Code is often tokenised more efficiently than English prose, especially with o200k_base, because common programming patterns are directly in the vocabulary. Python keywords like def, return, and import are often single tokens.

Non-English text may cost significantly more tokens per word than English, depending on the language and script. Languages using non-Latin scripts (Chinese, Arabic, Devanagari) can use 2–4 tokens per character in cl100k. The o200k vocabulary improved coverage, so the same text may cost fewer tokens under the newer encoding.
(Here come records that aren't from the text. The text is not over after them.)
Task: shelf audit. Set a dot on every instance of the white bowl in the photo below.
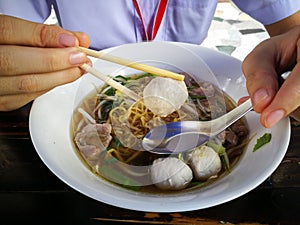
(50, 129)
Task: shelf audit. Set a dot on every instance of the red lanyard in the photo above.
(157, 19)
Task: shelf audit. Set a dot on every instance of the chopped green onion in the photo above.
(266, 138)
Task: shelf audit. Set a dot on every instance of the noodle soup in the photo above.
(108, 129)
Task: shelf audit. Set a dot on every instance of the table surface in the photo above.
(31, 194)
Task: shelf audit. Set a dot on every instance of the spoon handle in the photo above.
(229, 118)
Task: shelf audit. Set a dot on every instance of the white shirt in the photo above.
(115, 22)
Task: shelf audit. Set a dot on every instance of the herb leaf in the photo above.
(266, 138)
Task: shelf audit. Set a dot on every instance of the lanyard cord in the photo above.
(160, 11)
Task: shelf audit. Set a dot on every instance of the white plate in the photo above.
(50, 119)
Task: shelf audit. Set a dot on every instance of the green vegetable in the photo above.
(266, 138)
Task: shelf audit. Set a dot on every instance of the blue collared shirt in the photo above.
(115, 22)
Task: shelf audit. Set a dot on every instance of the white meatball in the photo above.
(170, 174)
(164, 95)
(205, 163)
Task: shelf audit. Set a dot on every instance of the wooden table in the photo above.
(31, 194)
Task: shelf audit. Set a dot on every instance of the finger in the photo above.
(16, 60)
(12, 102)
(13, 85)
(83, 38)
(285, 101)
(21, 32)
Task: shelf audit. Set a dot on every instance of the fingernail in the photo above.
(260, 95)
(67, 40)
(77, 58)
(274, 117)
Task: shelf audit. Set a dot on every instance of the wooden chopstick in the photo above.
(132, 64)
(111, 82)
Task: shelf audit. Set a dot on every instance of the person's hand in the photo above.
(263, 66)
(35, 58)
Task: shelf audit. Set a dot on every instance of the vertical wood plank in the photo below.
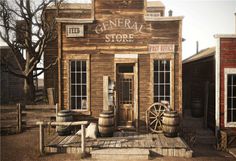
(83, 139)
(206, 103)
(41, 139)
(105, 93)
(19, 117)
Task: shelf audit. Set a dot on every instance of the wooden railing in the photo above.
(16, 118)
(42, 125)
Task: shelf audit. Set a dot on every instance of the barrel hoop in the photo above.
(171, 116)
(169, 124)
(106, 125)
(106, 116)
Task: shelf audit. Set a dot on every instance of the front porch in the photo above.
(120, 145)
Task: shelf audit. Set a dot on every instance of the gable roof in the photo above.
(155, 4)
(201, 55)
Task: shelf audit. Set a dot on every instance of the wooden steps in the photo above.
(157, 144)
(121, 154)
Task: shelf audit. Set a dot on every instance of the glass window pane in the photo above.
(234, 91)
(78, 102)
(84, 78)
(162, 65)
(78, 66)
(72, 102)
(167, 65)
(229, 116)
(78, 90)
(126, 69)
(155, 77)
(155, 99)
(167, 90)
(230, 79)
(155, 90)
(162, 78)
(234, 115)
(229, 90)
(162, 99)
(78, 78)
(72, 78)
(167, 99)
(162, 90)
(73, 90)
(234, 79)
(156, 65)
(233, 105)
(72, 66)
(167, 74)
(84, 66)
(84, 90)
(84, 103)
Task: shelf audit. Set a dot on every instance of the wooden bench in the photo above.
(44, 124)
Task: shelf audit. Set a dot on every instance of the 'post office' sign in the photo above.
(161, 48)
(74, 30)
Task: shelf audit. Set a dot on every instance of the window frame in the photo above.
(86, 58)
(159, 83)
(227, 71)
(163, 56)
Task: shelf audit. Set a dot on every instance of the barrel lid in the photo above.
(107, 112)
(64, 113)
(170, 112)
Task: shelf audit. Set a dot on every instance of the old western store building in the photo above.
(132, 42)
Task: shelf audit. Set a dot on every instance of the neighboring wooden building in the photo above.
(12, 87)
(132, 42)
(211, 76)
(225, 70)
(199, 83)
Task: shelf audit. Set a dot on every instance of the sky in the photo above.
(202, 20)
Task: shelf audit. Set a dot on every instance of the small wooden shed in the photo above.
(132, 42)
(12, 87)
(210, 75)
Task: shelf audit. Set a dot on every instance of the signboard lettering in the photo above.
(75, 31)
(161, 48)
(121, 24)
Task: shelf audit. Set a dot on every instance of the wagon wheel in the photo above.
(154, 116)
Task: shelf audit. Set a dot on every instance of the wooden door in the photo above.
(125, 99)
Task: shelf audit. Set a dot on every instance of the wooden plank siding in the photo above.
(227, 60)
(102, 53)
(195, 76)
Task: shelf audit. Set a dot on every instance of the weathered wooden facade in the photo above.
(225, 81)
(12, 87)
(132, 42)
(199, 82)
(210, 75)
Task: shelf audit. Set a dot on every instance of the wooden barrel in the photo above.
(51, 96)
(196, 107)
(64, 116)
(106, 123)
(170, 123)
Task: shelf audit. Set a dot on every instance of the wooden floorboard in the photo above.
(130, 141)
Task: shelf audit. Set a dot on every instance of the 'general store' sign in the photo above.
(122, 26)
(161, 48)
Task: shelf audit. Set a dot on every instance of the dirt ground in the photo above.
(24, 147)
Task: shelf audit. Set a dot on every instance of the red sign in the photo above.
(161, 48)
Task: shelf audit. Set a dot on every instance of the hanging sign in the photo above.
(118, 30)
(161, 48)
(74, 31)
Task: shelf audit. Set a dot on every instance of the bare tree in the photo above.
(27, 31)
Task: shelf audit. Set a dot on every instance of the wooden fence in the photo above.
(15, 119)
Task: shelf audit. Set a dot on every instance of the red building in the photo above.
(225, 81)
(210, 78)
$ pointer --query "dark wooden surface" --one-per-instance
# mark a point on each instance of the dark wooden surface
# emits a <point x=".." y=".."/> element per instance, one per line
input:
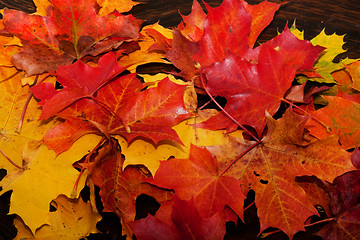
<point x="336" y="16"/>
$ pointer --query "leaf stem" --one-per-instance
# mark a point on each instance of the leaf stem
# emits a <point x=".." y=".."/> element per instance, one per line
<point x="22" y="117"/>
<point x="127" y="128"/>
<point x="240" y="156"/>
<point x="308" y="114"/>
<point x="17" y="166"/>
<point x="74" y="191"/>
<point x="223" y="110"/>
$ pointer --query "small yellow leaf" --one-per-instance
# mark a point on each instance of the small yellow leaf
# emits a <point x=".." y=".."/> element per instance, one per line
<point x="12" y="140"/>
<point x="121" y="6"/>
<point x="41" y="6"/>
<point x="142" y="152"/>
<point x="73" y="220"/>
<point x="143" y="56"/>
<point x="44" y="178"/>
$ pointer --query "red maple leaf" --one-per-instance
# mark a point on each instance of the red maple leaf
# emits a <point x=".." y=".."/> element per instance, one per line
<point x="233" y="27"/>
<point x="71" y="30"/>
<point x="179" y="219"/>
<point x="199" y="177"/>
<point x="78" y="80"/>
<point x="120" y="188"/>
<point x="270" y="168"/>
<point x="345" y="208"/>
<point x="259" y="83"/>
<point x="117" y="107"/>
<point x="340" y="118"/>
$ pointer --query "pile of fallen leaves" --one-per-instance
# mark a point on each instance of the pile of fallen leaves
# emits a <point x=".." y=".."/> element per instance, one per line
<point x="231" y="116"/>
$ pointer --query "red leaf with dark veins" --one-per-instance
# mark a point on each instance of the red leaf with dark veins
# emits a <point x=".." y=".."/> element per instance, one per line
<point x="254" y="86"/>
<point x="150" y="113"/>
<point x="71" y="30"/>
<point x="226" y="28"/>
<point x="345" y="206"/>
<point x="199" y="177"/>
<point x="179" y="220"/>
<point x="79" y="80"/>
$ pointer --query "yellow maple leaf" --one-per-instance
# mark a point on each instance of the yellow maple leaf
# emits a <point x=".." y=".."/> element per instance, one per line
<point x="72" y="220"/>
<point x="13" y="99"/>
<point x="43" y="178"/>
<point x="41" y="6"/>
<point x="145" y="153"/>
<point x="143" y="56"/>
<point x="121" y="6"/>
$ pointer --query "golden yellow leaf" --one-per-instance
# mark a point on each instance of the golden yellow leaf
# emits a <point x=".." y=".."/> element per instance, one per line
<point x="143" y="56"/>
<point x="9" y="46"/>
<point x="142" y="152"/>
<point x="73" y="220"/>
<point x="160" y="76"/>
<point x="13" y="99"/>
<point x="43" y="177"/>
<point x="108" y="6"/>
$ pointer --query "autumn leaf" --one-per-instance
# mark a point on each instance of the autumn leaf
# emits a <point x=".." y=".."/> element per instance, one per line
<point x="207" y="39"/>
<point x="146" y="54"/>
<point x="108" y="7"/>
<point x="33" y="184"/>
<point x="79" y="80"/>
<point x="271" y="76"/>
<point x="66" y="34"/>
<point x="270" y="168"/>
<point x="72" y="220"/>
<point x="150" y="155"/>
<point x="354" y="71"/>
<point x="119" y="109"/>
<point x="180" y="219"/>
<point x="13" y="139"/>
<point x="344" y="193"/>
<point x="325" y="66"/>
<point x="226" y="28"/>
<point x="119" y="189"/>
<point x="41" y="6"/>
<point x="10" y="46"/>
<point x="192" y="25"/>
<point x="262" y="14"/>
<point x="340" y="119"/>
<point x="200" y="178"/>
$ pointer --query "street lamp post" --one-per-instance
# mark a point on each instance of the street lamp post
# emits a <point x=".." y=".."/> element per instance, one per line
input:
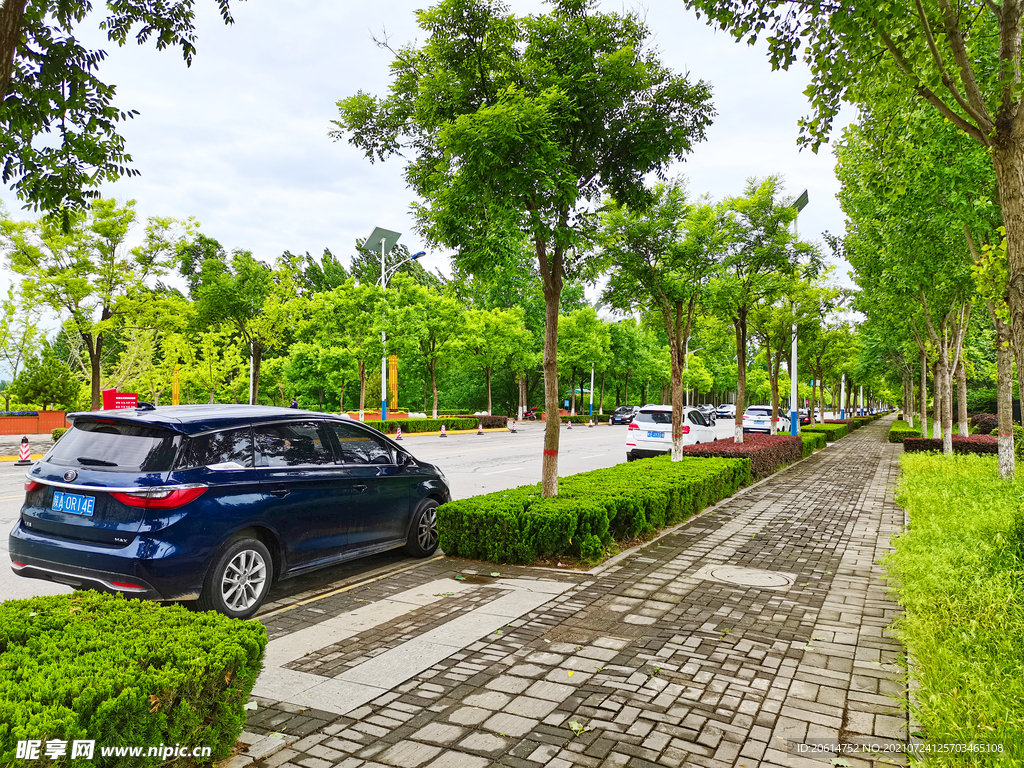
<point x="385" y="240"/>
<point x="799" y="204"/>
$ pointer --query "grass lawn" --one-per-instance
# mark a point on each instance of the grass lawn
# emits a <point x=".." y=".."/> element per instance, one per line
<point x="958" y="572"/>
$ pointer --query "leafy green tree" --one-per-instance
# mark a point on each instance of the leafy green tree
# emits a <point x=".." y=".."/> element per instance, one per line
<point x="58" y="125"/>
<point x="19" y="335"/>
<point x="491" y="337"/>
<point x="964" y="60"/>
<point x="663" y="258"/>
<point x="46" y="381"/>
<point x="517" y="122"/>
<point x="85" y="272"/>
<point x="583" y="341"/>
<point x="242" y="291"/>
<point x="762" y="259"/>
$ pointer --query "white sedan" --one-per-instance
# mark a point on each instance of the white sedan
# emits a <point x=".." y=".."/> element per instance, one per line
<point x="650" y="431"/>
<point x="758" y="419"/>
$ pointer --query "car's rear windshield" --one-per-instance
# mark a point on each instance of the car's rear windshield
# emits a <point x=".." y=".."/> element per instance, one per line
<point x="115" y="446"/>
<point x="656" y="417"/>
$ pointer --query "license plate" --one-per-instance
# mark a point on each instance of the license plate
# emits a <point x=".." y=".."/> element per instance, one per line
<point x="75" y="504"/>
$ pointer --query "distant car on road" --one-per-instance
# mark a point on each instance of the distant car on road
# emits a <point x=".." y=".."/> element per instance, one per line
<point x="758" y="419"/>
<point x="214" y="503"/>
<point x="650" y="431"/>
<point x="624" y="414"/>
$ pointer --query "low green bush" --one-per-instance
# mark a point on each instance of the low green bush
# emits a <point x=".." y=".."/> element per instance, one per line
<point x="124" y="673"/>
<point x="901" y="429"/>
<point x="592" y="509"/>
<point x="956" y="571"/>
<point x="832" y="432"/>
<point x="812" y="441"/>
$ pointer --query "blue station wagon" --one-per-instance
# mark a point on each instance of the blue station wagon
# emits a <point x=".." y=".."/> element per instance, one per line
<point x="215" y="503"/>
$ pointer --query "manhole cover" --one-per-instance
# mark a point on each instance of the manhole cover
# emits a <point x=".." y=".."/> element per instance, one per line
<point x="772" y="580"/>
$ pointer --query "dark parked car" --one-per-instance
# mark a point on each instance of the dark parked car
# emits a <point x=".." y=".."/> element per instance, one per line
<point x="624" y="414"/>
<point x="214" y="503"/>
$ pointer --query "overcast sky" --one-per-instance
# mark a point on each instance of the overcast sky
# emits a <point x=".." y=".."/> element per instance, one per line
<point x="240" y="140"/>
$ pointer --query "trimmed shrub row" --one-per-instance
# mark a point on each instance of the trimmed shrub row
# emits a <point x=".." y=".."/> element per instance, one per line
<point x="975" y="443"/>
<point x="124" y="673"/>
<point x="767" y="453"/>
<point x="592" y="509"/>
<point x="812" y="441"/>
<point x="902" y="429"/>
<point x="829" y="430"/>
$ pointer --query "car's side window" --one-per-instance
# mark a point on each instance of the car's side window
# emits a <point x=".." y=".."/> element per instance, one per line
<point x="291" y="444"/>
<point x="227" y="446"/>
<point x="358" y="446"/>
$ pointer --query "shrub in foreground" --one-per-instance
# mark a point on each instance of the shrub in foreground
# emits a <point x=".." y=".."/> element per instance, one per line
<point x="767" y="453"/>
<point x="125" y="673"/>
<point x="956" y="571"/>
<point x="812" y="441"/>
<point x="592" y="509"/>
<point x="900" y="430"/>
<point x="830" y="431"/>
<point x="975" y="443"/>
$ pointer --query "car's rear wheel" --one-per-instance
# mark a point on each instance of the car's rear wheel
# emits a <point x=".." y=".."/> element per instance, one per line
<point x="240" y="579"/>
<point x="423" y="536"/>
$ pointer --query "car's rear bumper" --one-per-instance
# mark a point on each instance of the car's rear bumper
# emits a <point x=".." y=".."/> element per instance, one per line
<point x="85" y="565"/>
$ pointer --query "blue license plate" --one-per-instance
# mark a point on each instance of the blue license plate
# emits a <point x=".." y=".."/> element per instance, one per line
<point x="75" y="504"/>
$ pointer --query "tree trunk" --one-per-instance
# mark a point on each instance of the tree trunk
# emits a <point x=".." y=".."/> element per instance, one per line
<point x="486" y="373"/>
<point x="1005" y="397"/>
<point x="552" y="274"/>
<point x="433" y="389"/>
<point x="962" y="417"/>
<point x="739" y="323"/>
<point x="257" y="353"/>
<point x="363" y="389"/>
<point x="923" y="394"/>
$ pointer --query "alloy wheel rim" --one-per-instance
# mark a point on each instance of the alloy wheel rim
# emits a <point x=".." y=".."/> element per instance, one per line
<point x="427" y="534"/>
<point x="244" y="581"/>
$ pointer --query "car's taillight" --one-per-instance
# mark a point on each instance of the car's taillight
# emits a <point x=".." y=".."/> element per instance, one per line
<point x="160" y="498"/>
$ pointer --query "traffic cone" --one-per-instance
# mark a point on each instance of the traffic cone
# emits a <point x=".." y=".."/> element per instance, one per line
<point x="23" y="455"/>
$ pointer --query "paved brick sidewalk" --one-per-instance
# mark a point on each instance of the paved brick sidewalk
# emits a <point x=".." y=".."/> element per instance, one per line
<point x="756" y="627"/>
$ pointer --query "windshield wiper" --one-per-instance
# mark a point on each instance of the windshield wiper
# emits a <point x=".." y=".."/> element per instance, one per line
<point x="94" y="462"/>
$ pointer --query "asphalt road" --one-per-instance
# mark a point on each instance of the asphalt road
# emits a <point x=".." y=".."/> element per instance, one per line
<point x="473" y="464"/>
Practical prompt engineering uses

Cost estimation before a long batch run: Paste a representative prompt and multiply the token count by your per-token rate to estimate job cost.
Context window planning: A model with a 128k context window can hold roughly 128,000 tokens of combined input. Tokenize your system prompt, few-shot examples, and typical user message to see how much headroom remains for the response.
Trimming expensive prompts: Paste your prompt, see which sections consume the most tokens, then edit to reduce. Often removing redundant instructions or collapsing verbose examples saves 20–30% of tokens with no quality loss.
Debugging unexpected behaviour: Tokenize the input your code actually sends (not what you think it sends). Subtle string concatenation bugs — like a missing space between two joined strings — can silently merge tokens in unexpected ways.

For exact billing always trust the usage field returned by the API; use this tool for fast local estimates while you iterate on a prompt.